A Dominican national failed to appear in federal court in Boston yesterday morning for the first day of her trial; she was previously charged for her role in a widespread heroin and fentanyl conspiracy.
Isis Y Lugo-Guerrero, 46, a Dominican national residing in Dorchester, was arrested on Feb. 14, 2017, and charged with conspiracy to distribute and possess with intent to distribute heroin, fentanyl, and cocaine. On March 2, 2017, Lugo-Guerrero was released from custody on $10,000 unsecured bonds and additional conditions. The first day of her week-long trial was scheduled to begin today, but she failed to appear in court. U.S. District Court Judge Indira Talwani issued a warrant for Lugo-Guerrero’s arrest.
Lugo-Guerrero is the sister of Jose Antonio Lugo-Guerrero, the convicted leader of a Boston-based heroin and fentanyl trafficking organization. Isis Lugo-Guerrero is alleged to have conspired with her brother and others by regularly obtaining heroin and cocaine from him and by supplying him with substances to cut his drugs to make additional profit.
Jose Antonio Lugo-Guerrero pleaded guilty to one count of conspiracy to distribute and possess with intent to distribute more than one kilogram of heroin, more than 400 grams of fentanyl, and more than five kilograms of cocaine, and one count of possession of a firearm in furtherance of a drug trafficking crime.
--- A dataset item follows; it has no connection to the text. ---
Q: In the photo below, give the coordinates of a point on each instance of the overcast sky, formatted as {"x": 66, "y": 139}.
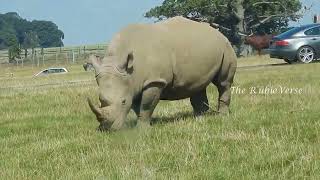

He faces a mandatory minimum sentence of 15 years and up to life in prison. He is scheduled to be sentenced on Nov. 27, 2018.
The charge of conspiring to distribute heroin, fentanyl, and cocaine provides for a sentence of no greater than 20 years in prison, a minimum of three years and up to a lifetime of supervised release, and a fine of up to $1 million. Sentences are imposed by a federal district court judge based on the U.S. Sentencing Guidelines and other statutory factors.
United States Attorney Andrew E. Lelling made the announcement today. Assistant U.S. Attorney Ted Heinrich of Lelling’s Narcotics and Money Laundering Unit is prosecuting the case.
The details contained in the charging documents are allegations. The defendant is presumed innocent unless and until proven guilty beyond a reasonable doubt in a court of law.